So, if it were a choice between Donald and Hillary, it would seem that we’d be left with a choice between two tiresome polarized extremes: the Far Right—which always seems to be angry, stubbornly self-righteous, politically recalcitrant, mean spirited and bullying.  Or the Far Left—which always seem to be wishy-washy and evasive, hard to pinpoint and pin down, seemingly with little or no hard-and-fast limits or boundaries, apparently making up their own rules as they go along.

Is there no candidate for mainstream America, the majority of Americans?  I would like to think that most Americans want reason and balance, and mutual respect.  Is it too much to ask for integrity in terms of message and process as well as in terms of outcome and results?  Is it too much to ask for practical wisdom in terms of vision as well as in terms applied specifics?  Must our choice come down to the two most opposite and most polarized candidates?  Where is the voice of moderation and balance?

Would that we had a candidate that displays the wisdom of a Solomon?  Would that we had a candidate that respects all Americans, left, right, and middle.  (But our electoral process seems to exclude such a possibility.)  Would that we had a candidate that had the ability to unite rather than divide, to include rather than exclude.  Would that we had a candidate who knew how to lift the many with little expense to the few rather than lift the few at great expense to the many.
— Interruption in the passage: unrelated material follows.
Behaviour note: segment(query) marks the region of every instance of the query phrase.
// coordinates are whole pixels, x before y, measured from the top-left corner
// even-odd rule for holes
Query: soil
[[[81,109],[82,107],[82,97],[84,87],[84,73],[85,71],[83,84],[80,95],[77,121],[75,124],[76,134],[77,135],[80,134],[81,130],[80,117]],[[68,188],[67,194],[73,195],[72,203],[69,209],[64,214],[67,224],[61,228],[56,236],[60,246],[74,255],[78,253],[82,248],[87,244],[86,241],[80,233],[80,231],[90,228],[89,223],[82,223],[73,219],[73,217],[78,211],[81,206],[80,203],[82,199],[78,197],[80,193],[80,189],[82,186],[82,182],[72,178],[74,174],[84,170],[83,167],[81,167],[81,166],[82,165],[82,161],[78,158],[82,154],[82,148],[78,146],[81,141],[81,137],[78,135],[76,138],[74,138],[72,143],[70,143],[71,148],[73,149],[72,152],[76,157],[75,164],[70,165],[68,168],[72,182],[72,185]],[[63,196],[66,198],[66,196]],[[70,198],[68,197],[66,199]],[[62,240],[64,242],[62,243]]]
Would that we were a people willing to face hard realities and deal with them accordingly.  Would that we were not a spoiled, selfish people that only think of our own comfort, ease, convenience, and wants at the expense of others and at the expense of our natural resources.  Alas, would that we were all more responsible as a people and were a people that truly cared about our nation’s unity and future and were willing to give-and-take, respecting our differences.  And finally, would that we were more interested in caring-for and preserving our nation’s natural resources rather than merely exploiting them so as to find appropriate means for energy consumption and are able to create new jobs that support such a value.  I could go on with the “would that’s,” but you get my point.

Monday, August 24, 2015

Forboding: July 2015, warmest July on record!!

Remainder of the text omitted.